The judge instructed the jury about 11:50 a.m. and the jury reached a unanimous verdict less than two hours later, including time to eat lunch.
City commissioners unanimously fired Lauzier on March 1, 2019, after 16 months on the job. He filed a two-count lawsuit against the city on April 29 that year.
The first count, for whistleblower protection, was tossed out by a different Circuit Court judge on Nov. 18, 2019.
Lauzier had claimed the mayor fired him in retaliation for his denying her voucher for airplane tickets for herself and one of her sons to Tallahassee. (Petrolia said she was tending to family problems and forgot to reimburse the city for her son’s airline ticket.)
Shortly after Lauzier was hired in November 2017 he rewrote the city’s personnel manual so that it favored his choices.
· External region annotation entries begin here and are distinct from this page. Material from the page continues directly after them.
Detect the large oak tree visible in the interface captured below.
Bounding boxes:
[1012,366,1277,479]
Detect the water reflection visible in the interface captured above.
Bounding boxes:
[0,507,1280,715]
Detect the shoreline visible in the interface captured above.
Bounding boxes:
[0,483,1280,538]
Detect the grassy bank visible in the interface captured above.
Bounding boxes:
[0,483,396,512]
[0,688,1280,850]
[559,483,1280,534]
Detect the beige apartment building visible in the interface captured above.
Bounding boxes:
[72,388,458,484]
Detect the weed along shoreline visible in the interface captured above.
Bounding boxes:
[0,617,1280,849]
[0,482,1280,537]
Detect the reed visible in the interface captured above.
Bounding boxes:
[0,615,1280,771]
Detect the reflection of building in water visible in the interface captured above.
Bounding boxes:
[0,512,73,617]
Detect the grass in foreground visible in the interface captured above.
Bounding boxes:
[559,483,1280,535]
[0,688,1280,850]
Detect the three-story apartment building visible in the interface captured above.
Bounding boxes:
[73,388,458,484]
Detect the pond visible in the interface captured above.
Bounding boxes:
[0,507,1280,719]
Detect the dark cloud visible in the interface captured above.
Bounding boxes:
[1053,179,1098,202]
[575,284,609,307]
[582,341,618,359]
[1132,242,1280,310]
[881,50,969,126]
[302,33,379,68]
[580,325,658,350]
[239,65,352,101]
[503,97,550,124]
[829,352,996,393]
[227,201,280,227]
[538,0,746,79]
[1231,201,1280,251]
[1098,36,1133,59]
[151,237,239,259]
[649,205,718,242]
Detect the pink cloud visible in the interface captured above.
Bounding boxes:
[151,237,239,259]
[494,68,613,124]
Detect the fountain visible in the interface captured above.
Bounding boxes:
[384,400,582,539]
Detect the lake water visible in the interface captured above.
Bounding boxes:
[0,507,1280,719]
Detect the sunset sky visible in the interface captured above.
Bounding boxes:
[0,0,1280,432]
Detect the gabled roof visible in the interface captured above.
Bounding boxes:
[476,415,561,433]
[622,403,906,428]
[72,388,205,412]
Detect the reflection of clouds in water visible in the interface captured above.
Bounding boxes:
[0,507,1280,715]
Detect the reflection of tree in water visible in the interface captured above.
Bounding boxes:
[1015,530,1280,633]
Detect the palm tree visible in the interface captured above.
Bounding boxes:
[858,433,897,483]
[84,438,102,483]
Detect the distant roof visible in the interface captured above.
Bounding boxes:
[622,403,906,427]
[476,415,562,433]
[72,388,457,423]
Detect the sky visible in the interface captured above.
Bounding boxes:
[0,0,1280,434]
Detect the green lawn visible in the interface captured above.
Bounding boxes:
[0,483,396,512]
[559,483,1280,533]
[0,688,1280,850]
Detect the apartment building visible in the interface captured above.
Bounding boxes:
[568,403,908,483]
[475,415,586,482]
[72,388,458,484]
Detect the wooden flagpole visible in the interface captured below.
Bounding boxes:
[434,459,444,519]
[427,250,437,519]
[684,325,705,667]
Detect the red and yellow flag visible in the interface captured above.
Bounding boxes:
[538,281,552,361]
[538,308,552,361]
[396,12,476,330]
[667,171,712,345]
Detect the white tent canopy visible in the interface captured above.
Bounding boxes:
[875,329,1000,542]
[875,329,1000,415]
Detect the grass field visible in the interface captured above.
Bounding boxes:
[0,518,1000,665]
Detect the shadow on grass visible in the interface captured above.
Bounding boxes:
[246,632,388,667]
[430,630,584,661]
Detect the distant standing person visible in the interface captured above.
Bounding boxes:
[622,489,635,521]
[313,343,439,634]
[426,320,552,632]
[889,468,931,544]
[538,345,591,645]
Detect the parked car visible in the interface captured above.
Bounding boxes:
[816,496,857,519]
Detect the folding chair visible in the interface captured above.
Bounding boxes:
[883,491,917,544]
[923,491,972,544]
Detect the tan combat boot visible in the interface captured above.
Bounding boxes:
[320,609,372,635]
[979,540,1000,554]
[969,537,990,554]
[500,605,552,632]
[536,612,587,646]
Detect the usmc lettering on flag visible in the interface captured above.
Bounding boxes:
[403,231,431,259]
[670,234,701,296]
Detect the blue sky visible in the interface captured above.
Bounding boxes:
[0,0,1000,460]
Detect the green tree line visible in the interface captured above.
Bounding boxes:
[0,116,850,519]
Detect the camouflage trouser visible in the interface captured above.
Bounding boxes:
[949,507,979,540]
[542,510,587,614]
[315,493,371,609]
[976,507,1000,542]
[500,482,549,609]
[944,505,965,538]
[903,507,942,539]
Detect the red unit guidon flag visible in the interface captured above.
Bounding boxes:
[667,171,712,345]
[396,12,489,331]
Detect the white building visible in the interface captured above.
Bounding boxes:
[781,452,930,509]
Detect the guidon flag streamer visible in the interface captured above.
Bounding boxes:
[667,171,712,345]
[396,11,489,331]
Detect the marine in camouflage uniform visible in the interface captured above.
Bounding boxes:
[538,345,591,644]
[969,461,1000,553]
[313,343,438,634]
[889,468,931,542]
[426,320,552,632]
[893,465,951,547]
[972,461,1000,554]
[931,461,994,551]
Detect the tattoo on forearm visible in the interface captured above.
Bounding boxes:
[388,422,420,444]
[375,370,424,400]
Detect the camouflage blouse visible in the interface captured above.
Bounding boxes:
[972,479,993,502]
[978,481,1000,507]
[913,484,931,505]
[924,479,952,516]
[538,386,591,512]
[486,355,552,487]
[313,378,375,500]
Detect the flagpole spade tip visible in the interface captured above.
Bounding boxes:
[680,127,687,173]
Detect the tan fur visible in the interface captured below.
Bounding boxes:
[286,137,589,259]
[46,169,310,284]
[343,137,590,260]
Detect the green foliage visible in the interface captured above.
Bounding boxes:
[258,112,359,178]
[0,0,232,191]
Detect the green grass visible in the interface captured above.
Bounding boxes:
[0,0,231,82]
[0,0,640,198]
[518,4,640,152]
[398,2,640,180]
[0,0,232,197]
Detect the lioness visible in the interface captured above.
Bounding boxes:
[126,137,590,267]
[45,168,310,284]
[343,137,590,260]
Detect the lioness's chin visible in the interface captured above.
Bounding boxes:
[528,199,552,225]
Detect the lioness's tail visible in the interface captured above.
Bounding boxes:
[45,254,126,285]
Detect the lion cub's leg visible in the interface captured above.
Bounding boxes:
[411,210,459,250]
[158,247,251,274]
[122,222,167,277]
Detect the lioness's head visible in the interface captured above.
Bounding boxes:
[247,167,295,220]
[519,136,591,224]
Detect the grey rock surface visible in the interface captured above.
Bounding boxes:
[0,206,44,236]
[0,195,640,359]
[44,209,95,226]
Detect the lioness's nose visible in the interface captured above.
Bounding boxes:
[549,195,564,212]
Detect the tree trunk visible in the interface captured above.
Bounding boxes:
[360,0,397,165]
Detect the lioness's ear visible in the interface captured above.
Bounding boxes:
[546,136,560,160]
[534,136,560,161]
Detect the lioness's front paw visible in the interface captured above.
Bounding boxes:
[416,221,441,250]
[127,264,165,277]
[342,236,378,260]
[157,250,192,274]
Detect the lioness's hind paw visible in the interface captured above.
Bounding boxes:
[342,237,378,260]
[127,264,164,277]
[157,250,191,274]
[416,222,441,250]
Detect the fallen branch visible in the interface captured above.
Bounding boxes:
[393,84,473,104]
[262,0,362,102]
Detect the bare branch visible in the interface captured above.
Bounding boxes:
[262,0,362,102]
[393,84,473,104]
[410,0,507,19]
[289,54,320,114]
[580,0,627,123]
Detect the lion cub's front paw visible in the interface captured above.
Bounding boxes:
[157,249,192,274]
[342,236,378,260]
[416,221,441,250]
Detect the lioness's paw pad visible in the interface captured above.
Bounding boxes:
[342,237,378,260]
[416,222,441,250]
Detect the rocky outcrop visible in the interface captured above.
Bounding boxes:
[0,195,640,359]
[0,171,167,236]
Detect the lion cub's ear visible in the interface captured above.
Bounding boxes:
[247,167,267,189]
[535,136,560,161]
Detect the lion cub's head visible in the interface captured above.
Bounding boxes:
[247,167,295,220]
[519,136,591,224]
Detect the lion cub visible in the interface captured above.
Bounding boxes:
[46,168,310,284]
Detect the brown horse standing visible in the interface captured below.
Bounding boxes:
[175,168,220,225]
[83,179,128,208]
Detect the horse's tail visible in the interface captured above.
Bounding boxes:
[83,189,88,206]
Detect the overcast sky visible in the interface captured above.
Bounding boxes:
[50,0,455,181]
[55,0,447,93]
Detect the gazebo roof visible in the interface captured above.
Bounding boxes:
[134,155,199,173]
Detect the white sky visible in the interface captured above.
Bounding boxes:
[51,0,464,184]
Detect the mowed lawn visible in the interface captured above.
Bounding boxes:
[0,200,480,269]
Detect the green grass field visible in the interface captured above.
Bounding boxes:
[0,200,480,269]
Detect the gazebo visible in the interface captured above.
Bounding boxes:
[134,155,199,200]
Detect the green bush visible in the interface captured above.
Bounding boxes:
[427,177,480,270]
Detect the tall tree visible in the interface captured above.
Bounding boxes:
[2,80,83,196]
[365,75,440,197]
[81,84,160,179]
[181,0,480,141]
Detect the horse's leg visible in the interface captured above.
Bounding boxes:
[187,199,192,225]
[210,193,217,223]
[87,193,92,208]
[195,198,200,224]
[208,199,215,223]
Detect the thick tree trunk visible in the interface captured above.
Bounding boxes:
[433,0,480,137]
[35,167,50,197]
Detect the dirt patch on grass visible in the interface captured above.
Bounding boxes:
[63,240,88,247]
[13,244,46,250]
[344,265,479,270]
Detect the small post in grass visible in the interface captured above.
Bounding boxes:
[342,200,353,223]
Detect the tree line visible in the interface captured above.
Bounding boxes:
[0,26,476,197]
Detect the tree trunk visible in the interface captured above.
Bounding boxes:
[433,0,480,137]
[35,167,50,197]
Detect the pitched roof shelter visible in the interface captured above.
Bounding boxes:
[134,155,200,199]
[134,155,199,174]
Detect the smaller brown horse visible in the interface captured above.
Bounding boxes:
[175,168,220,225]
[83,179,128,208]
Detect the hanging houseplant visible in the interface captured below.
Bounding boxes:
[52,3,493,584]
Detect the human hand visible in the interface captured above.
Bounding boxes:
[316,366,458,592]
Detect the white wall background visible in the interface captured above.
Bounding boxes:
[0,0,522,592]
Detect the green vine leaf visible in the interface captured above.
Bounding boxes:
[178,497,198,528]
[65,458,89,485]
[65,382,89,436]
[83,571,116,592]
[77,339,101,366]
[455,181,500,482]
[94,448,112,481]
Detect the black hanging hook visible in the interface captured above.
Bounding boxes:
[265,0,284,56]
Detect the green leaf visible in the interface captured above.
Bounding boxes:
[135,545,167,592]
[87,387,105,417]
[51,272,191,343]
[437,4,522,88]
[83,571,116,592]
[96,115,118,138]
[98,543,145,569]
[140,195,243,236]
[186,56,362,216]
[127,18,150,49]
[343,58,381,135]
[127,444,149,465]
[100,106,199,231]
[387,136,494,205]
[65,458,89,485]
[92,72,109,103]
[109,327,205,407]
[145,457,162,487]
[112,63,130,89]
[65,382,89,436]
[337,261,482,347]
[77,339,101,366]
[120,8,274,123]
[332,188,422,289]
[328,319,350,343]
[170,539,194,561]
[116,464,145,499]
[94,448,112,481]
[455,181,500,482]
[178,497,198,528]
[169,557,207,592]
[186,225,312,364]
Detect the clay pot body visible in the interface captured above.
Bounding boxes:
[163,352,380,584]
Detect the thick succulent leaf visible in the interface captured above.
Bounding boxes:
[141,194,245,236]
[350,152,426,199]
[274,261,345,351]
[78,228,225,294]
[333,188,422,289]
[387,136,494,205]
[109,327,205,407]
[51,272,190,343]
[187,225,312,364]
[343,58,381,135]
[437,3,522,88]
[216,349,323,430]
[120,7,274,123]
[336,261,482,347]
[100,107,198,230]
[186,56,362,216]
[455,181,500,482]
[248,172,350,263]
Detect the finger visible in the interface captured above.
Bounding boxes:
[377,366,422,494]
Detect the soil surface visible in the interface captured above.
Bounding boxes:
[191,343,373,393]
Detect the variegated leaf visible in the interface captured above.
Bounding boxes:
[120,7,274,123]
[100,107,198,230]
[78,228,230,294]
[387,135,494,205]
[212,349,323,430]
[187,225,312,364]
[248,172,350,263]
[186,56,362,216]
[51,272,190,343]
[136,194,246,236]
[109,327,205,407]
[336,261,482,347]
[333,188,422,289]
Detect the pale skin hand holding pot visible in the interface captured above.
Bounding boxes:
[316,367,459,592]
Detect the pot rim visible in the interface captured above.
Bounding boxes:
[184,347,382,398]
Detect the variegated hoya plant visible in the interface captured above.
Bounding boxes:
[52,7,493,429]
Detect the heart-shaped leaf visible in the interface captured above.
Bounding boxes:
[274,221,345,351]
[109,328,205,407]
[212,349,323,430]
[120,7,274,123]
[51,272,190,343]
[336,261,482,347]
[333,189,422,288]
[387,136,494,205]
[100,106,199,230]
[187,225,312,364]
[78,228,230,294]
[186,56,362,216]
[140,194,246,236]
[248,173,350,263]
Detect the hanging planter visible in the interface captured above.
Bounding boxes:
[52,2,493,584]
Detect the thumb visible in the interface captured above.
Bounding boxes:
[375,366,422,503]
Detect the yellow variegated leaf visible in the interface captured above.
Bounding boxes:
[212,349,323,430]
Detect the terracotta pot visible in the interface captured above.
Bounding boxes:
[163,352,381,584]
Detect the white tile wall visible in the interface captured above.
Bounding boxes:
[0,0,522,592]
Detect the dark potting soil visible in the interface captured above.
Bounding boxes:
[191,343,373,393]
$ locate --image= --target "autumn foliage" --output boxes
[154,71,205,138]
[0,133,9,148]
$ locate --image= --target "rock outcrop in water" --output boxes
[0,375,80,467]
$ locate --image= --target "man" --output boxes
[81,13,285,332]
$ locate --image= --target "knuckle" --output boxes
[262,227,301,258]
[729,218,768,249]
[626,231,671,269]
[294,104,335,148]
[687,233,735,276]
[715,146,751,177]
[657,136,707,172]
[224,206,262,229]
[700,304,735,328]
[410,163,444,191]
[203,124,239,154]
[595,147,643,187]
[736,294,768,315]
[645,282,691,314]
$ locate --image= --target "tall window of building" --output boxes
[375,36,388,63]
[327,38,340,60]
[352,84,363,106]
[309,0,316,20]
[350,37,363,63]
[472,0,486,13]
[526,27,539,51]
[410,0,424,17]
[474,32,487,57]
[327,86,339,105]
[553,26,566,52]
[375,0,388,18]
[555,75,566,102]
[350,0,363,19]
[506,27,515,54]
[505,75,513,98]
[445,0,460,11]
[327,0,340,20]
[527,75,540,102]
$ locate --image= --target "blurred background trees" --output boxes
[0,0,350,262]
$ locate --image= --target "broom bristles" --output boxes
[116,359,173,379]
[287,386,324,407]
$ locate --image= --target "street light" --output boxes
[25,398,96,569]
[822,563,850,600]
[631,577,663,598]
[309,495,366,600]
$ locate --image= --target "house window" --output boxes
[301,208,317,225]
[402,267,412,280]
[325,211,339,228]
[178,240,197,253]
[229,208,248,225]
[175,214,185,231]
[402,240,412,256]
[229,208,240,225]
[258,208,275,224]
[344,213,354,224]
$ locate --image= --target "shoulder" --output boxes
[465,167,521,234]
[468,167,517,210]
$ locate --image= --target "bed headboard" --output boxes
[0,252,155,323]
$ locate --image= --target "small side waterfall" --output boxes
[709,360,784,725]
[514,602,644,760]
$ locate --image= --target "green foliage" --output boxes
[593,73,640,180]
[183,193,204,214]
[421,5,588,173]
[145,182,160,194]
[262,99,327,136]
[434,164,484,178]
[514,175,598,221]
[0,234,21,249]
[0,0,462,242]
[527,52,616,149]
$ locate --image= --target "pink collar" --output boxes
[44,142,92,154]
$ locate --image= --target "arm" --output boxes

He did not update the City Charter or alert the mayor, as was required, according to a city audit.
Julia Davidyan, the city’s internal auditor, also found that Lauzier hired inexperienced staff at high salaries and promoted his assistant to an assistant city manager position when she did not have the required experience. Davidyan also was a witness at the trial.
City commissioners received her report in late February 2019. Commissioner Ryan Boylston met with Lauzier on Feb. 26, 2019.
But Boylston was not satisfied with Lauzier’s answers and wanted to call the commission together to discuss the auditor’s concerns. City policy, though, allows only the city manager and mayor to call a meeting.
Boylston then reached the city attorney, who called the mayor to let her know that a colleague wanted to hold a special meeting. The city attorney explained why, and the mayor agreed to call the meeting. Boylston also testified in the case.
Six weeks before Lauzier was fired he received a 4% raise, Garcia told the jury, trying to bolster the claim that Lauzier was wrongfully fired.
But Garcia did not say the vote was 3-2 with Petrolia and Commissioner Shirley Johnson against giving Lauzier a raise.
At an annual salary of $244,000, Lauzier was then the highest-paid Delray Beach employee.
He is now the budget manager for St. Lucie County government in Fort Pierce.
Delray Beach commissioners also fired Lauzier’s successor, George Gretsas, after five months on the job. Terrence Moore was named city manager in August, becoming Delray Beach’s fifth city manager in eight years.